Grohmann Rainer, Schindler Torsten
Institute for Theoretical Chemistry, University of Vienna, Austria.
J Comput Chem. 2008 Apr 30;29(6):847-60. doi: 10.1002/jcc.20831.
Widely used regression approaches in modeling quantitative structure-property relationships, such as PLS regression, are highly susceptible to outlying observations that will impair the prognostic value of a model. Our aim is to compile homogeneous datasets as the basis for regression modeling by removing outlying compounds and applying variable selection.
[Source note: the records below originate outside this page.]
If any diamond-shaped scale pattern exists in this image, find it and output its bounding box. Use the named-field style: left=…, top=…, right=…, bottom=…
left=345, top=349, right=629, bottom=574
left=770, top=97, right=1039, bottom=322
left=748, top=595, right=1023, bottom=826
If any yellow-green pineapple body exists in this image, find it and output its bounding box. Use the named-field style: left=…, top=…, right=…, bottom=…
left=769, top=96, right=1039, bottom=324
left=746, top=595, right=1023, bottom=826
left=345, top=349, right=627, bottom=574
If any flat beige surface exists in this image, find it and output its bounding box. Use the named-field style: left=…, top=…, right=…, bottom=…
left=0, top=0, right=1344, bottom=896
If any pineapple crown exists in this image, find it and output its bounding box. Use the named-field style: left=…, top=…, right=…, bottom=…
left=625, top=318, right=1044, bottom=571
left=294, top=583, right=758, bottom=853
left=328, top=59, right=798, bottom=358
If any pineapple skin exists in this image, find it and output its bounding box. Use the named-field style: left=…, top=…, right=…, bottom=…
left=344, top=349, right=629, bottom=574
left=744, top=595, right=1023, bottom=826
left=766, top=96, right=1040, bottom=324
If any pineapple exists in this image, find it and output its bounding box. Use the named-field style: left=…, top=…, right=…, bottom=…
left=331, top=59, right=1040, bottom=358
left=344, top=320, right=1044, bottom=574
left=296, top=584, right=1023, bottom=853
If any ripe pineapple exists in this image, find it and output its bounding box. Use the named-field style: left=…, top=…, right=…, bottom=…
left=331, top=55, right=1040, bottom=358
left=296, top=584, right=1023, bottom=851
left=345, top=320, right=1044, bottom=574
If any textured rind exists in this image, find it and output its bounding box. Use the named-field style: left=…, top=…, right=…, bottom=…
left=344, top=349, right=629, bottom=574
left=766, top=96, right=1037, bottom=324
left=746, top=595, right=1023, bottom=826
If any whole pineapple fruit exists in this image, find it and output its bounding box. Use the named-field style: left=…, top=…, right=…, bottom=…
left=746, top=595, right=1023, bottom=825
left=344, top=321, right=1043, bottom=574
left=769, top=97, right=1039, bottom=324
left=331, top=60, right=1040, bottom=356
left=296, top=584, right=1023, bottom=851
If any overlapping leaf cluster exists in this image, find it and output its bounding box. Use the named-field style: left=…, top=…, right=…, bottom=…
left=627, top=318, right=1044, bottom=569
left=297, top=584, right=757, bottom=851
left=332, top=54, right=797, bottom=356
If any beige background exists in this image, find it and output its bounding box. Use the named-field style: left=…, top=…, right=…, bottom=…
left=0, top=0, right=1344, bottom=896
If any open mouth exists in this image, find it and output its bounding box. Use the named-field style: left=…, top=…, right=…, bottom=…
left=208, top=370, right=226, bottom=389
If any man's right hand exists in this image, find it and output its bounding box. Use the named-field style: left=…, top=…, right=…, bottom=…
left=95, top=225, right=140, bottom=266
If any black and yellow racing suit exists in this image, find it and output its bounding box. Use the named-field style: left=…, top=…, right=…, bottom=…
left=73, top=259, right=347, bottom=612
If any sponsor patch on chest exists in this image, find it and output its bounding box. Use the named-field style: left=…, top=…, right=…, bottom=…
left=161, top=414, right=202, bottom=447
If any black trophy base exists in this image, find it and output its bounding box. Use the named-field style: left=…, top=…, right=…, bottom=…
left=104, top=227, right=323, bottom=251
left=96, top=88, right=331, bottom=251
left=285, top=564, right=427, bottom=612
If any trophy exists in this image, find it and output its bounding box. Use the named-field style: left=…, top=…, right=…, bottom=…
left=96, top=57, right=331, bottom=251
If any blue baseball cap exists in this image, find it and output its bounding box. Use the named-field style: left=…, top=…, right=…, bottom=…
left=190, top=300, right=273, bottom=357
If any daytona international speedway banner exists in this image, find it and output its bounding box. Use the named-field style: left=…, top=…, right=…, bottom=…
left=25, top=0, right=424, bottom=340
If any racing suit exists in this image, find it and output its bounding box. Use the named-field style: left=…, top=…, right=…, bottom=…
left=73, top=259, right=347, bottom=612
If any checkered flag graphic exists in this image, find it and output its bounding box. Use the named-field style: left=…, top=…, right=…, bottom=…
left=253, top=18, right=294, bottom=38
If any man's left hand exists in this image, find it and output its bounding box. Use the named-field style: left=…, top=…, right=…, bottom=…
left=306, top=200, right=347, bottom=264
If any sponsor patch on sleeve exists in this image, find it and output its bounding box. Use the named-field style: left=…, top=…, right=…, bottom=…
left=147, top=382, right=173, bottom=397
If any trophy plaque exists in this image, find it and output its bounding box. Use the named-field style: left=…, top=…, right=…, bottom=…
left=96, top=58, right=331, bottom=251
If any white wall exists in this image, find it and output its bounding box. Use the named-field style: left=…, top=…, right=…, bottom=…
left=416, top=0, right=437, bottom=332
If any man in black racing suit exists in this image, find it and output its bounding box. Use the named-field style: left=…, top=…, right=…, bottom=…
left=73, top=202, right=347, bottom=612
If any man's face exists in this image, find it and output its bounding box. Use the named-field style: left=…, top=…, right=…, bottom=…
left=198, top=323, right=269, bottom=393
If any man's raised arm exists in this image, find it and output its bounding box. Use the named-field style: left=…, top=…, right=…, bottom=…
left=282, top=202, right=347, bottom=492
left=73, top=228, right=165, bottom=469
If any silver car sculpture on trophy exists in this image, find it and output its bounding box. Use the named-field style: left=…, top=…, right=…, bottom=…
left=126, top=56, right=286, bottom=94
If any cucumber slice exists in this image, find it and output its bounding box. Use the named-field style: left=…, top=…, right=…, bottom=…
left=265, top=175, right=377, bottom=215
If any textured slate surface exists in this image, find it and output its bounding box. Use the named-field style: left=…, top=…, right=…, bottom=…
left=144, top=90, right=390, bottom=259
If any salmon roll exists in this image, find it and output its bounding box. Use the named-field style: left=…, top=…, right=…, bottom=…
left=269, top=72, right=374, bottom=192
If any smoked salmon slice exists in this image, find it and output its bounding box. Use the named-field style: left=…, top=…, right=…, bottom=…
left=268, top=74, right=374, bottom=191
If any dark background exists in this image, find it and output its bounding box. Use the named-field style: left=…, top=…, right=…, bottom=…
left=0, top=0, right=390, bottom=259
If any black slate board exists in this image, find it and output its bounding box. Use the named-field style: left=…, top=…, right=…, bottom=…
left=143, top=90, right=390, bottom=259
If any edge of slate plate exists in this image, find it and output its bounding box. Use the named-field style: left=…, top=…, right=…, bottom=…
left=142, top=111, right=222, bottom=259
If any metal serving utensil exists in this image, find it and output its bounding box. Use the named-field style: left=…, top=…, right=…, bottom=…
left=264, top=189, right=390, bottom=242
We investigate different approaches to create robust, outlier-resistant regression models in the field of prediction of drug molecules' permeability. The objective is to join the strength of outlier detection and variable elimination increasing the predictive power of prognostic regression models. In conclusion, outlier detection is employed to identify multiple, homogeneous data subsets for regression modeling.
在建模定量构效关系时广泛使用的回归方法,如偏最小二乘回归(PLS回归),极易受到异常观测值的影响,这些异常值会损害模型的预测价值。我们的目标是通过去除异常化合物并应用变量选择来编制同类数据集,作为回归建模的基础。我们研究了在药物分子渗透性预测领域创建稳健、抗异常值回归模型的不同方法。目的是结合异常值检测和变量消除的优势,提高预后回归模型的预测能力。总之,采用异常值检测来识别多个同类数据子集用于回归建模。